First Steps: Latent-Space Control with Semantic Constraints for Quadruped Locomotion
This work addresses the problem of enabling more capable and efficient locomotion for quadruped robots, representing an incremental advance by applying latent space control to a complex real robot platform for the first time.
The paper tackles the challenge of quadruped locomotion control by framing it as optimization in a structured latent space, using a deep generative model and learned classifiers to handle complex constraints, and validates the approach on a real-world ANYmal quadruped, generating smooth and realizable trajectories with constraints evaluated an order of magnitude faster than analytical methods.
Traditional approaches to quadruped control frequently employ simplified, hand-derived models. This significantly reduces the capability of the robot since its effective kinematic range is curtailed. In addition, kinodynamic constraints are often non-differentiable and difficult to implement in an optimisation approach. In this work, these challenges are addressed by framing quadruped control as optimisation in a structured latent space.
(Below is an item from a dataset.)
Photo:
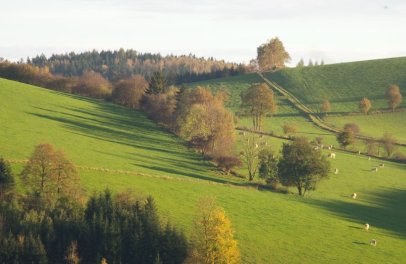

A deep generative model captures a statistical representation of feasible joint configurations, whilst complex dynamic and terminal constraints are expressed via high-level, semantic indicators and represented by learned classifiers operating upon the latent space. As a consequence, complex constraints are rendered differentiable and evaluated an order of magnitude faster than analytical approaches. We validate the feasibility of locomotion trajectories optimised using our approach both in simulation and on a real-world ANYmal quadruped. Our results demonstrate that this approach is capable of generating smooth and realisable trajectories. To the best of our knowledge, this is the first time latent space control has been successfully applied to a complex, real robot platform.